Childlike Wonder - Sunday, December 7, 2014
What is it that makes this such a magical time of year? Undoubtedly, part of the reason is the eager smiles and happy anticipation of the children around us. The air seems to tingle with their joy and excitement. Yet, as we age, we sometimes lose that innocent, joyous outlook.
The poet William Edgar Stafford was once asked when he decided to become a poet. His response was that “everyone is born a poet.” He said: “I just kept on doing … what everyone starts out doing. The real question is why did the other people stop?”1
It’s a good question for all of us: When did we set aside that childlike wonder, the exuberance and creativity of our youth? And how can we recapture it? Christmas is the perfect time to “become as a little child” once more, and learn to trust and delight in the world around us.
Imagine how Christmas might be different this year if you saw it through a child’s eyes again.
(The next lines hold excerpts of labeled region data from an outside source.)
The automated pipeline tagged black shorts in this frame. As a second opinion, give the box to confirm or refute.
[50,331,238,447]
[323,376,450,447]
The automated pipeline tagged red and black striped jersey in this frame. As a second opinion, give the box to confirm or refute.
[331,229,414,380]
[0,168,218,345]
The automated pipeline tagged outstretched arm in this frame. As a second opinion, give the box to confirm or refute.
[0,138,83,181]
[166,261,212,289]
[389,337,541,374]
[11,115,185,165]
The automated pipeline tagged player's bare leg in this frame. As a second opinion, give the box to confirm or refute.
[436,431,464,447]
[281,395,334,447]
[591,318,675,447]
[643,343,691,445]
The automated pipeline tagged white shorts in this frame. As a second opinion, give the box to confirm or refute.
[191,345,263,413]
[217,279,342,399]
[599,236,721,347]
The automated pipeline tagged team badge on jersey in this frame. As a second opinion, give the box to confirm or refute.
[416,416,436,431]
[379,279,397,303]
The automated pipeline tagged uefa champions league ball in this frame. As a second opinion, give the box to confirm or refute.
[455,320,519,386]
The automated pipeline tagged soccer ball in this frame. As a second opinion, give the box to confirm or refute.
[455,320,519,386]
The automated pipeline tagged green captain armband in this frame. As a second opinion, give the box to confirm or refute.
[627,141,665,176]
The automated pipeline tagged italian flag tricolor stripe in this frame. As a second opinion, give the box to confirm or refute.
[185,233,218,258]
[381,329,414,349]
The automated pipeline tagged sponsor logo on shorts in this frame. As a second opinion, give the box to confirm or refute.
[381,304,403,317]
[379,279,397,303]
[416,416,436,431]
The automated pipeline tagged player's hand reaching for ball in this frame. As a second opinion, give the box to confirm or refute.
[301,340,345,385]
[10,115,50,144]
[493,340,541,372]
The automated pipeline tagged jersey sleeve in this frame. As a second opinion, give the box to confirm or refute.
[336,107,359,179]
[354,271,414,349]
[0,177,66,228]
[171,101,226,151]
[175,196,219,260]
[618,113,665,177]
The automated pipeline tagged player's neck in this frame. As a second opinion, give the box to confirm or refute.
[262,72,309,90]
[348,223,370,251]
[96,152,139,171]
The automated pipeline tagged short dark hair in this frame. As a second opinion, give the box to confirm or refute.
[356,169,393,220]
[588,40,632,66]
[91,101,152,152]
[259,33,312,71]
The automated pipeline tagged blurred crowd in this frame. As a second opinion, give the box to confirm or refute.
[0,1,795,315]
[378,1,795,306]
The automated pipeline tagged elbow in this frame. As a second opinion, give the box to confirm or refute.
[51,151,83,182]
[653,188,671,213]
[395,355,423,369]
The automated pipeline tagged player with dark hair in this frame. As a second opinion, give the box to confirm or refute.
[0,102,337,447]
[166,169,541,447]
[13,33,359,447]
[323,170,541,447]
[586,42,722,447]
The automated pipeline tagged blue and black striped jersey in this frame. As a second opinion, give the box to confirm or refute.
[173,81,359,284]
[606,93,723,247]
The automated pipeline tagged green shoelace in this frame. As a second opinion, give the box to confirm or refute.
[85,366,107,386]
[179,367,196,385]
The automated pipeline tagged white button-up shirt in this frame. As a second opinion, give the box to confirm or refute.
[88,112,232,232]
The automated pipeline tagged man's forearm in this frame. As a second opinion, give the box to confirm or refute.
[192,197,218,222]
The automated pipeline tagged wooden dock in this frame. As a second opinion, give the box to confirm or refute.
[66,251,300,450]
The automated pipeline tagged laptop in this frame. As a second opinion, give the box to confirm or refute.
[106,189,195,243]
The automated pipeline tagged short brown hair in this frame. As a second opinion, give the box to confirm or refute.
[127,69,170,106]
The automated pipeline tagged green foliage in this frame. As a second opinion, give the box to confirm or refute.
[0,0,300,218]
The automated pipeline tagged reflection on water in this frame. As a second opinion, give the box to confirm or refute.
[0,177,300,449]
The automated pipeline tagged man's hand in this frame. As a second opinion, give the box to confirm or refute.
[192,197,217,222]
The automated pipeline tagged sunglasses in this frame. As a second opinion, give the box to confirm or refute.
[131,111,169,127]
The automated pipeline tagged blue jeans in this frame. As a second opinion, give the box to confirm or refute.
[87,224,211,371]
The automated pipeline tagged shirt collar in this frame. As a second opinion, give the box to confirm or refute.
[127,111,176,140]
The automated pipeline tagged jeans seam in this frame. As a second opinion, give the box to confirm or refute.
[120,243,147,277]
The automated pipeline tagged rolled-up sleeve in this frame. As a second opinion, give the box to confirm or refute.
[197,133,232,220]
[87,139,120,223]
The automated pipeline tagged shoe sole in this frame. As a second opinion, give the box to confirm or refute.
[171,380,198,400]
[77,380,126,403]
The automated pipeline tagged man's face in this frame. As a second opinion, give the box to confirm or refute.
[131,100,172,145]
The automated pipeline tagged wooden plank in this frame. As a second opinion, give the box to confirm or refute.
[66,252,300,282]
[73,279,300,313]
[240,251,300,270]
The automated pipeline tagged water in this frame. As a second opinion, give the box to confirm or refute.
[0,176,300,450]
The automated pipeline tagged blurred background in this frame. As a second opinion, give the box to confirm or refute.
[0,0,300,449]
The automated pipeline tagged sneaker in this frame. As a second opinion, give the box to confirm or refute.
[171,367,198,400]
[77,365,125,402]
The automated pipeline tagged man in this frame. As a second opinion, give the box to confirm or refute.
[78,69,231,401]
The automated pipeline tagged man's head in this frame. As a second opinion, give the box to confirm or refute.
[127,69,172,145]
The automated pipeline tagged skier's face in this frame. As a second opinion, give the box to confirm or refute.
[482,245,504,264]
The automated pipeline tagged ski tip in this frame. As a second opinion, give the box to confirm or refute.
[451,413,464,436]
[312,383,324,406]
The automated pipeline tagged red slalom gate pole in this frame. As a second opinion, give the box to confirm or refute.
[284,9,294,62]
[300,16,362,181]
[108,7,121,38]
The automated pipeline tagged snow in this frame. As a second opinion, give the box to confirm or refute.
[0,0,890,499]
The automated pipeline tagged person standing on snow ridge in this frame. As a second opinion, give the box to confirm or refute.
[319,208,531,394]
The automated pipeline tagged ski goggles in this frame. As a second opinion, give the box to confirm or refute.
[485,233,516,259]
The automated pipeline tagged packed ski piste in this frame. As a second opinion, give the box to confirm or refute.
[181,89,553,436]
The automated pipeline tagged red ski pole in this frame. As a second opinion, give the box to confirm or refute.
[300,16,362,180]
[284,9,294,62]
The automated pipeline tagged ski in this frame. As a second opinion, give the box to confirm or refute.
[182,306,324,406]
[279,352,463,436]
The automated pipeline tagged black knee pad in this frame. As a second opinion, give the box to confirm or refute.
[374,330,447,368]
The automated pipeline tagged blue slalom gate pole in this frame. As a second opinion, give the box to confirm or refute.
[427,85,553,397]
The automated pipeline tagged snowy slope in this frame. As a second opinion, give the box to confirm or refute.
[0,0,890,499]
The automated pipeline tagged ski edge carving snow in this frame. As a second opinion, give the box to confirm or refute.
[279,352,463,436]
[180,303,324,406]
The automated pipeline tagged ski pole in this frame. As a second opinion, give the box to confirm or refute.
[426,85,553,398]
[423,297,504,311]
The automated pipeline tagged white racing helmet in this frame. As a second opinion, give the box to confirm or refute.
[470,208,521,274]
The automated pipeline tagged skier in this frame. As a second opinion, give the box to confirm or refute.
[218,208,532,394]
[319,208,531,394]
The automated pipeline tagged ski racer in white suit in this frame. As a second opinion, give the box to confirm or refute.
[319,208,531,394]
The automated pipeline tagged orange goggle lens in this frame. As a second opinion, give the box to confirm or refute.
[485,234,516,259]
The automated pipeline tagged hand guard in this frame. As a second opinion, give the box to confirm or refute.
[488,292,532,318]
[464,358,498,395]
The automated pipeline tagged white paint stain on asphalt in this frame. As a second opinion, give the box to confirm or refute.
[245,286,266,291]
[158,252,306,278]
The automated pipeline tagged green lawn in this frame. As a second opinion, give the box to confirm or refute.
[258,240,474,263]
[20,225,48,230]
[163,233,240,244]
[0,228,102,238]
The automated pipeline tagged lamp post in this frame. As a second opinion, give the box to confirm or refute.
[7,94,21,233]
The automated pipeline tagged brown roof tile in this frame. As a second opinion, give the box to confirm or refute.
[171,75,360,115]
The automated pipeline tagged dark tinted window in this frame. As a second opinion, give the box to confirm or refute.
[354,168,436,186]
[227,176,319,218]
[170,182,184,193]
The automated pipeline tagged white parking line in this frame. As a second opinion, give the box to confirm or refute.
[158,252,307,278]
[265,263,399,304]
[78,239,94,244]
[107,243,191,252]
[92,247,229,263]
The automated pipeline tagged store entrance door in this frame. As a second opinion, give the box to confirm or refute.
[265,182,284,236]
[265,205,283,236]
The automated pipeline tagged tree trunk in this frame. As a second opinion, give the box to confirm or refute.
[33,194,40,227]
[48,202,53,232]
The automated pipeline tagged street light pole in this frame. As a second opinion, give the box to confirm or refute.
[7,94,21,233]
Sing a holiday song with the gusto you once did, not worrying about how your voice sounds. Catch a snowflake on your tongue. Write a letter to someone you love. Enjoy sparkling lights, sleigh bells, the fragrant smells of pine and cinnamon, and the mystery of a package tied with a beautiful bow.
Reach out to the children around you. Just spending time with a child can revive our spirits. Their thrill of anticipation and discovery is contagious, and we cannot help sharing in their laughter and joy.
Christmas is, after all, the celebration of the birth of a child, full of promise. So much of the season’s imagery turns our hearts to a hopeful future. The evergreen Christmas tree itself reminds us that if we’re not green, we’re not growing. Trying new things, expanding our circles of friendship, looking for opportunities to give, seeking for wonder and joy—these efforts keep us young and our outlook fresh. It’s almost a matter of giving ourselves permission to enjoy life again, to reawaken the child inside each one of us, find room in our hearts for amazement, and stay, forever, green.
- Joni Hilton
1. In Eugene H. Peterson, Run with the Horses: The Quest for Life at Its Best (1983), 31.